Let $A \in \mathbb{R}^{m \times n}$, $m \geq n$, $\text{rank}(A) = p$. Then there exist $U, V, \Sigma$ s.t. $U$ and $V$ have orthonormal columns and $\Sigma = \text{diag}(\sigma_1, \dots, \sigma_p)$, $\sigma_1 \geq \dots \geq \sigma_p$, and \(A = U \Sigma V^\top.\)
This generalizes the eigendecomposition (which decomposes $A = V \Lambda V^\top$ with diagonal $\Lambda$ and orthogonal $V$).
In MATLAB:
% Then A = U * S * V'
[U, S, V] = svd(A)
% Here, S is smaller and has only non-zero sing. val.
[U, S, V] = svd(A, 'econ')
Proof of SVD
Assume we have $A \in \mathbb{R}^{m \times n}$, $m \geq n$ and $\text{rank}(A) = p$. Then $A^\top A \in \mathbb{R}^{n \times n}$ is symmetric + PSD.
$A^\top A$ has $n$ non-negative eigenvalues, which we call $\sigma_1^2 \geq \dots \geq \sigma_n^2$, and orthonormal eigenvectors $v_1, \dots, v_n$. The $\sigma_i$ (squareroots of eigenvalues) will become our singular values. The first $p$ vectors $v_i$ will become the columns of $V$.

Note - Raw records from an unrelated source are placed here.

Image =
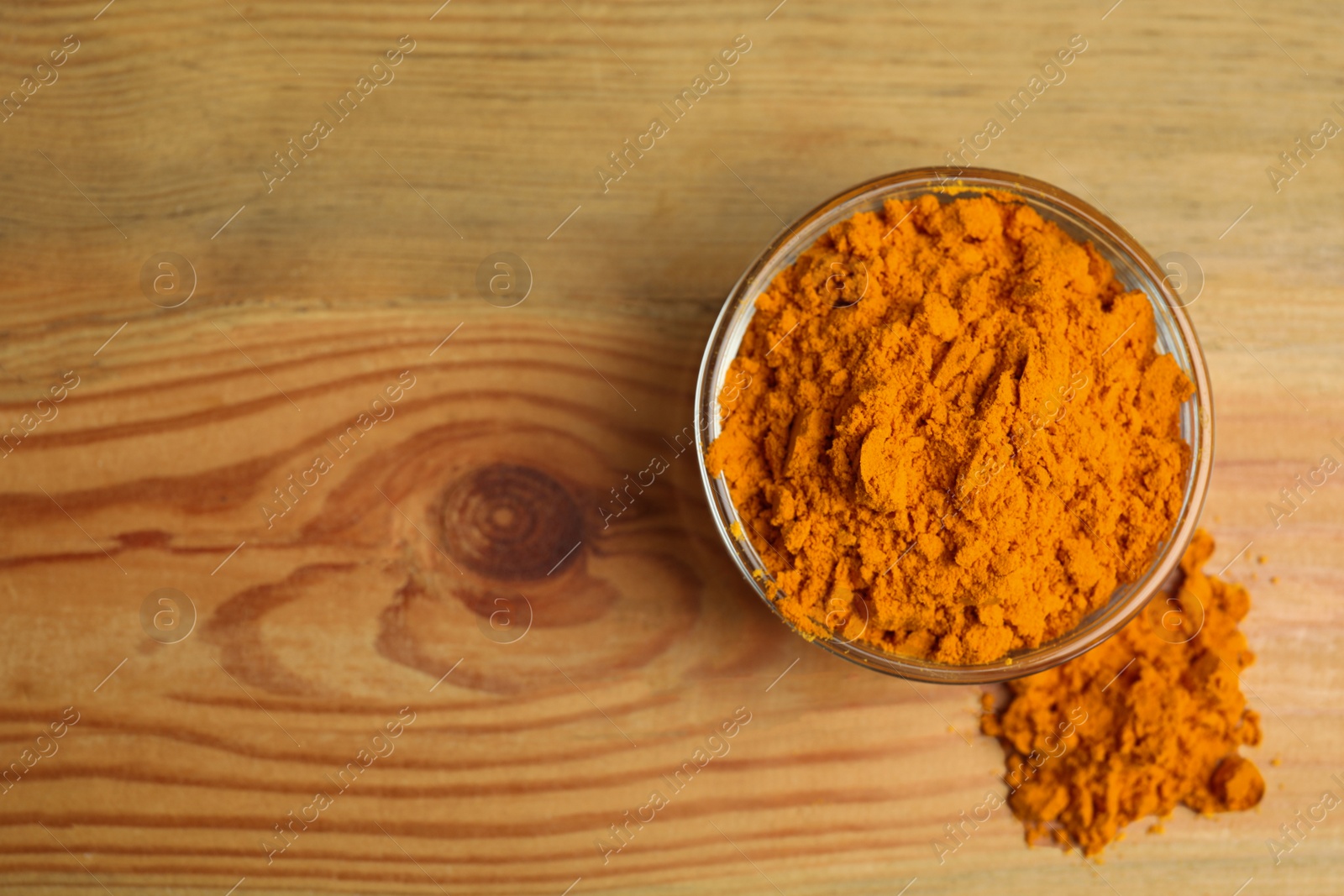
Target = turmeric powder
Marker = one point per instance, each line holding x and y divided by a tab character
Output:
961	438
1158	716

One can show: $\text{ker}(A^\top A) = \ker(A)$ and $\text{range}(A^\top A) = \text{range}(A^\top)$. Therefore the first $p$ eigenvectors $v_1, \dots, v_p$ span $\text{range}(A^\top)$ and the remaining $v_{p+1}, \dots, v_n$ span $\text{ker}(A)$.
Define $u_i = \tfrac{1}{\sigma_i} A v_i$ for $i \leq p$: These $u_i$ will become the columns of $U$. They are orthonormal, because using that the $v_i$ are eigvalues of $A^\top A$, we get: \(\langle u_i, u_j \rangle = \tfrac{1}{\sigma_i \sigma_j} \langle v_i, A^\top A v_j \rangle = \delta_{ij}\)
By definition, $A v_i = \sigma_i u_i$ for $i \leq p$, and therefore \(A \tilde{V} := A (v_1, \dots, v_n) = (u_1, \dots, u_p, 0, \dots, 0) \text{diag}(\sigma_1, \dots, \sigma_p, 0, \dots, 0) = \tilde{U} \tilde{\Sigma}\) Now get $\tilde{V}$ to the right side by multiplying with its transposed, and delete the unnecessary columns/diagonal entries in the three matrices to obtain \(A = U \Sigma V^\top. \qquad \square\)
Note: the proof on the slides actually completes $u_1, \dots, u_p$ with vectors $u_{p+1}, \dots, u_m$ to form a basis (instead of zero). This does not matter for the proof, but maybe for the next section.
Geometric Interpretation of SVD
Let $A$ be a square matrix. If $Ax = y$, with the SVD we get \(U^\top y = \Sigma V^\top x.\) Interpretation: $U^\top y$ are the coordinates of $y$ wrt. the basis represented by $U$, and similarly $V^\top x$ are the coordinates of $x$ wrt. the basis represented by $V$. The coordinates are related, as one can be obtained from the other simply by scaling by $\Sigma$.
Further interpretation: $A$ maps the unit sphere into an ellipsoid with semi-axes $\sigma_i u_i$.
Moore-Penrose pseudoinverse
The Moore-Penrose pseudoinverse generalizes the inverse of a matrix. If $A$ has the SVD $A = U \Sigma V^\top$, the pseudoinverse is defined as
\[A^\dagger = V \Sigma^{-1} U^\top\]Comment: here I assume a compact SVD, i.e. $\Sigma$ is already shrinked s.t. all singular values are non-zero.
In MATLAB:
X = pinv(A)
Properties of the pseudoinverse
It holds that \(A A^\dagger A = A, ~~A^\dagger A A^\dagger = A^\dagger\)
A linear system $Ax = b$, $A \in \mathbb{R}^{m \times n}$ can have multiple or no solutions. Among the minimizers of $|Ax - b|^2$, the one with smallest norm is given by \(A^\dagger b.\)